Closed Bug 1367094 Opened 2 years ago Closed 2 years ago

Measure the size of unsuccessfully-sent and successfully-sent pings

Categories

(Toolkit :: Telemetry, enhancement, P1)

enhancement

Tracking

()

RESOLVED FIXED
mozilla55
Tracking Status
firefox55 --- fixed

People

(Reporter: chutten|PTO, Assigned: katejimmelon)

References

Details

(Whiteboard: [measurement:client])

Attachments

(1 file)

We have a theory that the size of a ping may have an effect on whether or not it can be successfully sent. This has ramifications for the design of the health ping (bug 1318297).

So I propose we measure (opt-in) the size of successfully-sent pings and the size of unsuccessfully-sent pings so we can compare.
Assignee: chutten → nobody
Priority: -- → P2
Assignee: nobody → kustiuzhanina
Priority: P2 → P1
Adding some more notes to this bug:
- this will need changes in TelemetrySend.jsm
- we want to measure this in histograms:
  https://gecko.readthedocs.io/en/latest/toolkit/components/telemetry/telemetry/collection/histograms.html
- prior art and pointers to code locations are:
  - bug 1319026, which instrumented the success and error path
  - existing histogram instrumentation for discarding pings for size:
    https://dxr.mozilla.org/mozilla-central/source/toolkit/components/telemetry/Histograms.json#7180,7187
- we should double-check if we can cheaply get the size for *all* ping sends
- once this is working, test coverage should be added
  - this will go into test_TelemetrySend.js
  - the test can be run using e.g. "./mach test <path>"
Comment on attachment 8874428 [details]
Bug 1367094 - Measure the size of successful and failed pings.

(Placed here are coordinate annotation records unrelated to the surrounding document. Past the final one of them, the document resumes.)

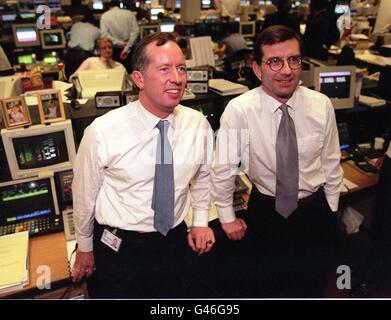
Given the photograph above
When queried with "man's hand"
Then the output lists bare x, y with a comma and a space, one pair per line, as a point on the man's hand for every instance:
235, 230
201, 239
84, 265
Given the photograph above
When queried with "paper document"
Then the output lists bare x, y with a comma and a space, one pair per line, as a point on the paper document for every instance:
348, 185
13, 259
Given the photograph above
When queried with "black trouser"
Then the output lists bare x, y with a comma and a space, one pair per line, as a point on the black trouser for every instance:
293, 256
148, 265
379, 257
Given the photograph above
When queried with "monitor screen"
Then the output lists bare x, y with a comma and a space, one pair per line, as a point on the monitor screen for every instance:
29, 58
39, 148
53, 39
54, 5
25, 35
338, 83
28, 199
8, 17
167, 26
148, 29
206, 4
64, 186
155, 11
27, 15
51, 58
247, 29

https://reviewboard.mozilla.org/r/145806/#review149722

This looks pretty solid, thanks!

Were you able to test this locally and check the values in about:telemetry?
Mostly i'm not sure about the testing part, maybe we can just simplify the test code a bit.

::: toolkit/components/telemetry/Histograms.json:7172
(Diff revision 1)
>      "n_buckets": 20,
>      "bug_numbers": [1033860],
>      "description": "Time (ms) it takes for loading archived pings from disk"
>    },
> +  "TELEMETRY_SUCCESSFUL_SEND_PINGS_SIZE_KB": {
> +    "record_in_processes": ["main", "content"],

Lets limit this to "main" only.
We only ever expect to send pings from the "main" process (parent process), never from any child process.

The "content" process here is where we render web content. For this and other child processes we collect metrics, but send them to the parent process to store and batch into pings.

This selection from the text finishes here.